Provena’s Center for Healthy Aging offered an open house Tuesday for its new office and Wellness Room, designed to help bring seniors medical help, social support and social activities.

“We want to be the hub that seniors can go to and feel comfortable and go to classes and get screenings and everything,” said Tom Cottrell, the Center’s HALO (Helping Achieve Life’s Objectives) coordinator. “We want to be the focal point for senior health.”

The open house featured a ribbon cutting ceremony and a blessing given by Father John Ugobueze, the vice president of Spiritual Care and Mission Integration at the Center. Seniors can also take advantage of free screenings and testings, cooking demonstrations, and performances by local musicians. Cottrell said the open house gives a look at what the Center is trying to accomplish.

“I believe that people are living longer, so by living longer you have that urge to stay healthy longer, that’s what our center is supposed to do, stay independently living as long as possible,” said Cottrell. “Our approach is holistic; mind and body.”

Martha Paap, director of the Center for Healthy Aging, said the Center will focus on helping seniors with their health. Seniors can take healthy cooking classes, exercise classes, and medical tests such as cholesterol checks, blood sugar screenings and heart risk exams.

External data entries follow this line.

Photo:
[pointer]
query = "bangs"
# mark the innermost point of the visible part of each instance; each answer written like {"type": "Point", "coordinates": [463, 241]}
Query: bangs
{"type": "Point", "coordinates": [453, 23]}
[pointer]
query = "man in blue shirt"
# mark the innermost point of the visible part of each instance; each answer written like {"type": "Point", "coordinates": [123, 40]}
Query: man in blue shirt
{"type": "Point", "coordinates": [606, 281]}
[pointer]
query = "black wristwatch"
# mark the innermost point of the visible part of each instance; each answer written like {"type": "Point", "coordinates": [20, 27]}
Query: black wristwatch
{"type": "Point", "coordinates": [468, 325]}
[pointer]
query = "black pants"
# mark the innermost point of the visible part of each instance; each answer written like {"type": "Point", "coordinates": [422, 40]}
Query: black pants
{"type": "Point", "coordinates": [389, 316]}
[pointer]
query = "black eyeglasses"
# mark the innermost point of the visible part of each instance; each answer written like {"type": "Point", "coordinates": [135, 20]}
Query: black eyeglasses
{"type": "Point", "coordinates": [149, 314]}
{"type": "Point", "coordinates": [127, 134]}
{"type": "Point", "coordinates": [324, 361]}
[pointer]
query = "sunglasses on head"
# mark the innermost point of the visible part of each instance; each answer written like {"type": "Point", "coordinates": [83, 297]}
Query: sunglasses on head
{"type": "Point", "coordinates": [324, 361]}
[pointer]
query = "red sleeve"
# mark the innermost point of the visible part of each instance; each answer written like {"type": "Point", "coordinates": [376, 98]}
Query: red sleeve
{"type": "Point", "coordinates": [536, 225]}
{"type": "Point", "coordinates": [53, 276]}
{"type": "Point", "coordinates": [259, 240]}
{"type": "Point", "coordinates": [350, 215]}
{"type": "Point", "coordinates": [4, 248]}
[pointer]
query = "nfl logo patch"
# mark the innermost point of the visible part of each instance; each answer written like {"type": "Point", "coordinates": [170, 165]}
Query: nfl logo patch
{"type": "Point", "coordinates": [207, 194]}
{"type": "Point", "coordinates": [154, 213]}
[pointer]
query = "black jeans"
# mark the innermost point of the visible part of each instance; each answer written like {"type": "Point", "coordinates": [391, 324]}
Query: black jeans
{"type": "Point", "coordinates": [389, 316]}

“It’s more important than ever for seniors to be focused on their health,” Paap said. “Seniors are living longer, sometimes into their nineties, and their quality of life isn’t as good then.”

The Center will also aim to help seniors with their social lives, providing opportunities for luncheons, bus trips to places like Chicago or Indianapolis and, of course, bingo.

“They love bingo,” Paap said. “That’s always our most well-attended event. I don’t know what it is about bingo.”

Paap said these sort of activities help seniors to get out of their homes and make friends.

“It gets very difficult to stay active for seniors,” Papp said. “It helps to have programs to bring them out of their homes. I see that as a big problem, isolation.”

Annette Schoenberg of Urbana said it was very difficult for her as a senior to find fun things to do in town.

“I think I’m going to do a course on driving,” Schoenberg said.

Cynthia Lattimore of Urbana said she thought programs that helped seniors get out of the house were beneficial for their health and well-being.

“Seniors don’t get out,” Lattimore said. “They spend so much time on the phone confused and frustrated and they really don’t know what is there for them. If the information is right here for them, that gives them incentive to get what they need.”